Engage. Interact. Connect.

Have you ever attended a performance of classical music and felt like a spectator outside the action? Interactive performance workshops guide audiences to make personal, relevant connections to music while unleashing each person’s innate creativity. Join the fun!

Read Marvento’s latest post on the Musicovation blog!

Below are samples of interactive performance workshops available for booking. Visit again soon – more are in the works for this season!

Gargoyles!

Clever and cunning, grotesque and gruesome . . . gargoyles! From Notre Dame Cathedral in Paris to the Chrysler Building in New York City, each of these fantastic creatures has a different character. Imagine what they would sound like if they came to life! In this 60 minute workshop and live performance, join the Marvento Duo (flutist Weronika Balewski and pianist Elizabeth Chladil) to discover through images, gestures, and sounds how composer Lowell Liebermann uses contrasts in dynamics and articulation in his piece Gargoyles Op. 29 to breathe life into these stone sentinels!

Deconstructing Climaxes

What goes up must come down! Have you ever wondered how composers create energy in a piece? Join teaching artists Weronika Balewski (flute) and Elizabeth Chladil (piano) for “Deconstructing Climaxes,” a 45 minute workshop and live performance of the first movement of Sergei Prokofiev’s Op. 94 Sonata for Flute and Piano. Through games based on Prokofiev’s rhythmic motives, participants will work together as an ensemble while discovering how Prokofiev builds climaxes.

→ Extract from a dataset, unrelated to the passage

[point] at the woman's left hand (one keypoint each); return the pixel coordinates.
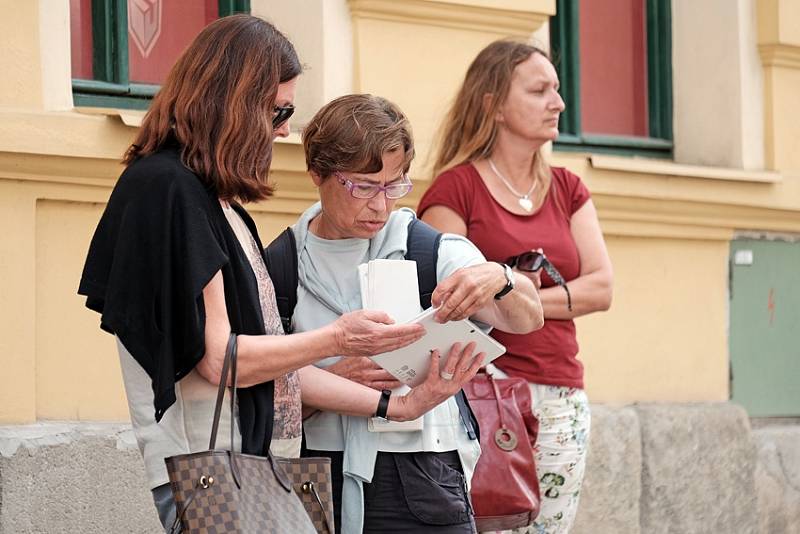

Musical Voice of the Stars

Do the stars inspire you? Join soprano Samantha Dearborn, cellist Morgan Walsh, and pianist Elizabeth Chladil for a musical adventure! This ensemble will lead the audience in an exploration of the song “Die Sterne” (“The Stars”) by nineteenth-century French woman composer and singer Pauline Viardot. Suitable for a variety of ages, the 45-minute interactive presentation examines the interaction of the singer’s voice and the two instruments as well as the song’s melodic contours. Audience participation through physical interpretation of sound and the creation of visual and verbal representations of the song’s musical ideas will help the audience gain a deeper appreciation of “Die Sterne.”